On 25 March 2020, a group of IS bombers attacked a gurudwara—Har Rai Sahib—in Kabul, killing 25 Sikhs. The IS claimed that one of the terrorists responsible for the blast was Abu Khalid Al-Hindi. IS magazine, Al Naba, on 26 March published Al-Hindi’s photograph with a Type 56 assault rifle and making the typical Tawhid one-finger salute.

On 27 March (Friday) 2020, India’s National Investigation Agency (NIA) said that Al-Hindi was Muhammad Muhsin, an engineering student from Thrikkarippur in Kerala’s Kasaragod district. However, intelligence sources discovered that Muhsin was killed in a drone attack in Afghanistan’s Khorasan province. Then he was identified to have hailed from Edappal in Malappuram district in Kerala.

Why is it that so many engineers are getting lured into joining terror organizations? Mohammed Atta, the 9/11 hijacker, was an architectural engineer. Two of the three founders of Lashkar e-Tayyaba, the Pakistani terrorist group, were professors at the University of Engineering and Technology in Lahore. Hezbollah, the Lebanese terrorist group, is full of engineers. Jihad al-Binaa, one of its branches, had more than 2,000 engineers.

The US National Security Commission on Artificial Intelligence in its report of March 2021, opines that terrorists will conduct AI-powered cyberattacks and pair AI software with commercially available drones to create “smart weapons”. To be able to defend against AI-enabled threats, would need ubiquitous AI capabilities and new warfighting paradigms. A joint report prepared by United Nations Interregional Crime and Justice Research Institute (UNICRI) and the United Nations Counter Terrorism Centre (UNCCT) in its report, titled, “Algorithms and Terrorism: The Malicious Use of Artificial Intelligence for Terrorist Purposes”, has highlighted the potential risk of AI falling into the hands of terrorists.

As on January 2022, India has 3,500 engineering colleges, and 3,400 polytechnics, from where lakhs of students graduate every year.
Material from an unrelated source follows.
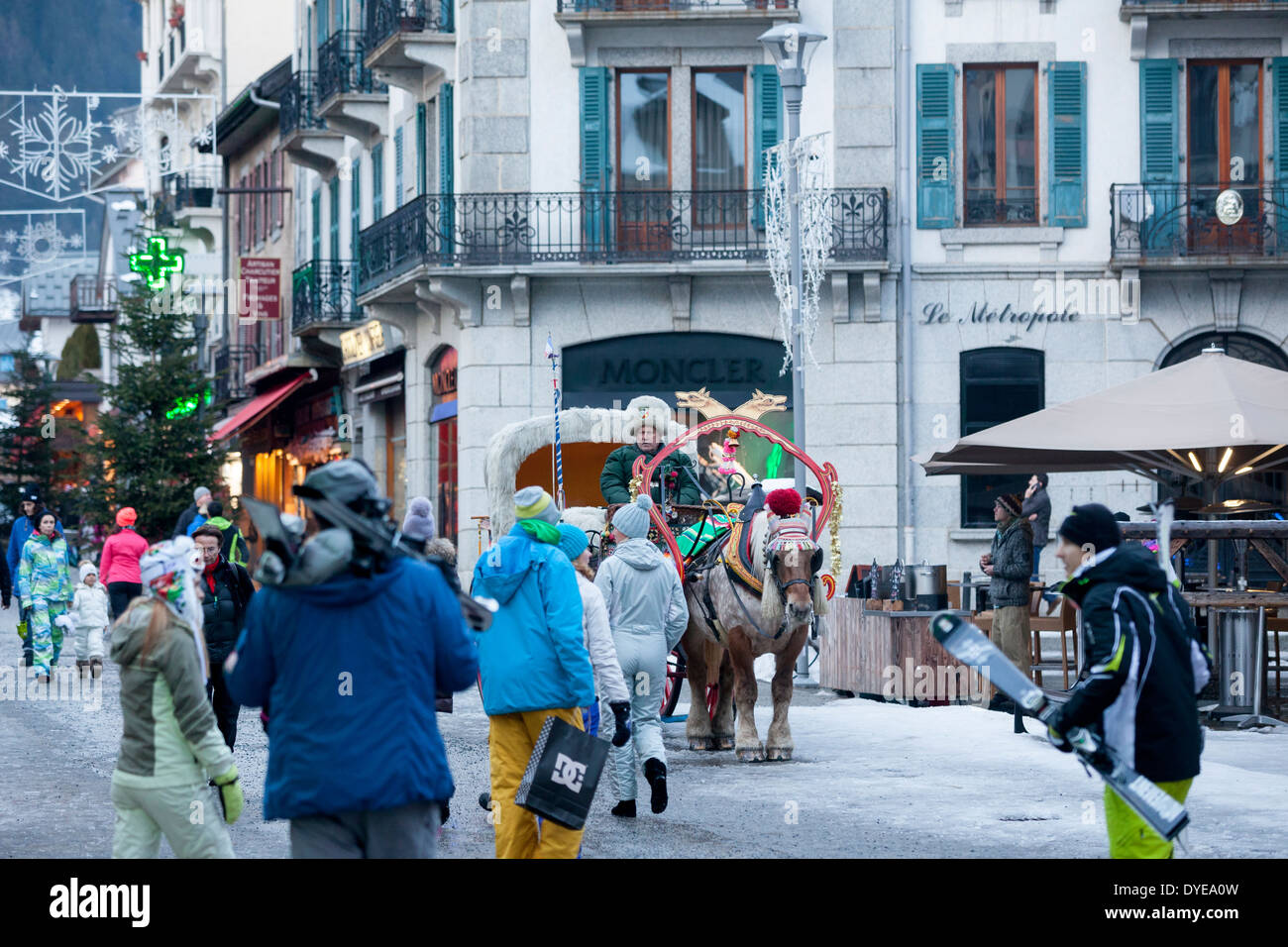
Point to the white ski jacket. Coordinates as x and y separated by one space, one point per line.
609 682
A large number of successful candidates are unable to secure proper employment, and can become an easy prey for foreign terrorist organizations and their affiliates operating in India. Many Western nations maintain discreet data about students, both, domestic and foreign, enrolling for sensitive educational programs. In India, we do not have such a system, because of which enforcement agencies are in the dark about citizens switching allegiance to foreign terror groups. This is a major lacunae that needs to be addressed immediately.